A gestão neoliberal coloniza também a vida sexual, sob o véu da emancipação. Gozar e falar de sexo tornou-se imperativo. A ansiedade e o desempenho, a tônica do prazer. Quais caminhos para reencontrar as delícias, encontros e contradições do prazer livre?
Quando se trata de sexo, se trata de saber se você está à altura de sua baixaria. Explico-me.
Há muito tempo, acredita-se que os princípios morais podem impedir ou dificultar a livre circulação da sexualidade. Isso não deixa de ser verdade. Diante do desejo sexual, a educação moral pode gerar em seus pupilos os afetos de nojo e pudor e, principalmente, o sentimento de culpa. Em grande medida, essa educação pressupõe a submissão da sexualidade à reprodução, interditando as estradas libidinais que não estejam orientadas para esse fim. Ao se ver emancipada do jugo reprodutivo, a sexualidade não encontraria mais obstáculos para poder se realizar livre e espontaneamente.

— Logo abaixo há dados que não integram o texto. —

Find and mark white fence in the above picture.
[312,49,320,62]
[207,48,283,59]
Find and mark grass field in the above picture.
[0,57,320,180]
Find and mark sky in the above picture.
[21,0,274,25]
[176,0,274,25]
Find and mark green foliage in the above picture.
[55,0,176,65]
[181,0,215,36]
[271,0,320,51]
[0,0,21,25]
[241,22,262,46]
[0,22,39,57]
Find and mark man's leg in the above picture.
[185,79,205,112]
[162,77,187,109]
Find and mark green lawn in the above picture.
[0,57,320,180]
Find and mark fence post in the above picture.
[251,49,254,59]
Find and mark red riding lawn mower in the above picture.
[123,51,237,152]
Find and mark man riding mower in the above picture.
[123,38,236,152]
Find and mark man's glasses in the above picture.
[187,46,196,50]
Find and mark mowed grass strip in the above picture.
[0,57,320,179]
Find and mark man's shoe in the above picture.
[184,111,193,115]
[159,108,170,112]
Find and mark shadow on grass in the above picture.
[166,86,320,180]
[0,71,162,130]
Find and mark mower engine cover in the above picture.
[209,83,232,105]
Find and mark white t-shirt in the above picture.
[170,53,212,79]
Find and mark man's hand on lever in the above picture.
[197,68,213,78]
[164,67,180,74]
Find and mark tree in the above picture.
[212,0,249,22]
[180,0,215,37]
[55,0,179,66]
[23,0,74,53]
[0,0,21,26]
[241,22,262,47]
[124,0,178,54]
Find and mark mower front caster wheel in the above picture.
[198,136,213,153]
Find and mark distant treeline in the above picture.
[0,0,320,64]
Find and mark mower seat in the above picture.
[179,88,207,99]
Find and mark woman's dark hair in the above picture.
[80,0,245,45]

A revisão dos padrões morais, como a crítica ao tabu da virgindade e à suposição de que à mulher está vetada a possibilidade de ter iniciativa sexual, veio acompanhada pelo desenvolvimento de recursos contraceptivos que tornaram possível alargar a distância entre sexualidade e reprodução. A pílula anticoncepcional, por exemplo, aprovada pela primeira vez nos Estados Unidos como contraceptivo na década de 1960, foi aclamada pela sua capacidade de permitir que as mulheres mantivessem relações com seus parceiros homens sem se preocupar com uma possível gravidez indesejada. Vale lembrar, no entanto, dos efeitos colaterais provocados no corpo da mulher por causa das altas doses de hormônio presentes nesse medicamento. Essa discussão, que envolve a crítica da indústria farmacêutica e do patriarcado, fica para outro momento.

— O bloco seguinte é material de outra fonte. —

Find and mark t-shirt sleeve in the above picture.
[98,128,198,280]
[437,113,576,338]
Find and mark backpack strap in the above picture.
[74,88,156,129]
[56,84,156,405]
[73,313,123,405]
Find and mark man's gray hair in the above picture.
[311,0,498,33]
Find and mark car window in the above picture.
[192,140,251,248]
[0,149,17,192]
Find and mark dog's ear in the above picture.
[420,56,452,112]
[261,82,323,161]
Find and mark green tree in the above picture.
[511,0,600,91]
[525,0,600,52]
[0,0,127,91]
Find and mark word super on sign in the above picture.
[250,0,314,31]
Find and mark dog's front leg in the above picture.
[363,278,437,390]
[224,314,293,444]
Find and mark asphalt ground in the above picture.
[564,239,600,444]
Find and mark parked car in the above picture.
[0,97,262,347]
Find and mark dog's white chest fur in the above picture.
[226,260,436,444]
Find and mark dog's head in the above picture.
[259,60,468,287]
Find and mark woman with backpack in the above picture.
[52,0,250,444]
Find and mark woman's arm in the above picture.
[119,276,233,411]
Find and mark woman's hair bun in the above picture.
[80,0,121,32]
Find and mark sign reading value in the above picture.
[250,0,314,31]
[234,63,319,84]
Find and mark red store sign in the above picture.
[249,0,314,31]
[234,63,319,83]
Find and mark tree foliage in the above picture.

Parecia que, finalmente, tudo correria bem para a sexualidade – mas não foi bem isso que aconteceu. Além da permanência de valores morais conservadores e misóginos, a emancipação sexual não foi comemorada por muito tempo. Como apontaram algumas investigações cruciais, como aquelas realizadas por Michel Foucault e Jacques Lacan, passamos a viver em uma época em que falar de sexo e gozar deixaram de ser um prazer e uma conquista para se tornar um dever e um imperativo. Um bom encontro sexual deixou de ser suficiente: também se tornou necessário falar insistentemente sobre sexo ou que se pensa em sexo.

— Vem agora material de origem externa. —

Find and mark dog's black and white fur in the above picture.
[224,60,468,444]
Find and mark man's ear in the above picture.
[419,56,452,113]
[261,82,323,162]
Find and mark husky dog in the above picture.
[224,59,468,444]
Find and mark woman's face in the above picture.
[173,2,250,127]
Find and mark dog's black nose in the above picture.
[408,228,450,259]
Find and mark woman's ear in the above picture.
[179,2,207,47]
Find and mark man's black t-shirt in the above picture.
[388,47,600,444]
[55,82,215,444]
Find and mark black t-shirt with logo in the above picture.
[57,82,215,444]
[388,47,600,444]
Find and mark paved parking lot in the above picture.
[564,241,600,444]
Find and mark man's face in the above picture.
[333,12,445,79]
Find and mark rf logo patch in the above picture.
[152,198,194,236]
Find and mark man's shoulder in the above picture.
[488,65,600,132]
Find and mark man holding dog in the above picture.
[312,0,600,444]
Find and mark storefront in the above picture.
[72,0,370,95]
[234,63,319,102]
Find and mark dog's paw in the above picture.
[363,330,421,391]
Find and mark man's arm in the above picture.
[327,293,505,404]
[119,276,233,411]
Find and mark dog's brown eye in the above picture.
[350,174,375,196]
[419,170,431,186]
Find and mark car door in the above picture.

Essa mudança de paradigma se consolidou com a associação entre sexo e desempenho. No neoliberalismo, o indivíduo deve desempenhar perfeitamente seu papel profissional e social, mas também sexual. A frequência semanal, a duração do ato e a resiliência para envergar o tronco nas posições mais diversas possíveis, apenas para citar alguns exemplos, são os critérios que avaliam o maior ou menor desempenho sexual de um amante – vejam que, com algumas pequenas modificações, esses mesmos critérios podem ser aplicados ao gestor de uma grande corporação. Passamos da repressão sexual e dos conflitos entre desejo e moral para o desempenho sexual e a ansiedade para se ajustar àquilo que é considerada uma boa vida sexual.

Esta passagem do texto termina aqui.